I think this will have to go on the long list awaiting an award from the Lottery Fund. (still waiting )
I have been using a Phoenix Phreerunner single skin gortex tent for over 20 years. Best tent I have owned. Good winter tent – very strong guying system , and the material is quite thick.Ground sheet is sewn in. So it is all one piece. No draughts. Always warm inside and no condensation.
BUT – quite heavy at 2kg. Have thourght of ordering a carbon fibre pole from the USA, but even with
lighter pegs it will still come in at around 1.7kg. According to the original sales info from 1990 somebody used one at 23,000ft on Everest. That’s probably pushing it a bit I think !
There was an article by Eddie Meechan ? a few months ago in the TGO re going lightweight.
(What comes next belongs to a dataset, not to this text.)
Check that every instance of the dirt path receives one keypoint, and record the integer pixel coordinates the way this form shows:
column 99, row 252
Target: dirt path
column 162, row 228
He went out on a trip using his gear from the nineties, and then another one geared up with his current ultralight equipment. Carefully monitoring the food he used on each trip he found with his heavier gear he had to consume twice the amount of food to cope with hauling the heavier weight
over the same distance in comparison to that used with the lighter kit.
Ineresting eh ? So not all in vain.
Charles, I think it is quite good to go as light as possible, but I do like to take into account both safety and comfort. My winter tent is 2kg, which is seen as heavy these days, but it will stand up to practically anything including 15 inches of snow on the roof last winter .That article in the TGO was interesting. I would say I am getting there in weight terms, but some way to go yet.
Mark , You are right. I am still feeling my way with the weight thing.
Safety and of course, comfort , are paramount. There are some things I just won’t leave
behind. Sooner or later I will arrive at the benchmark to adhere to , and that’s it !
Charles if you want to post your gear list on this blog, please do so, it would be interesting to see.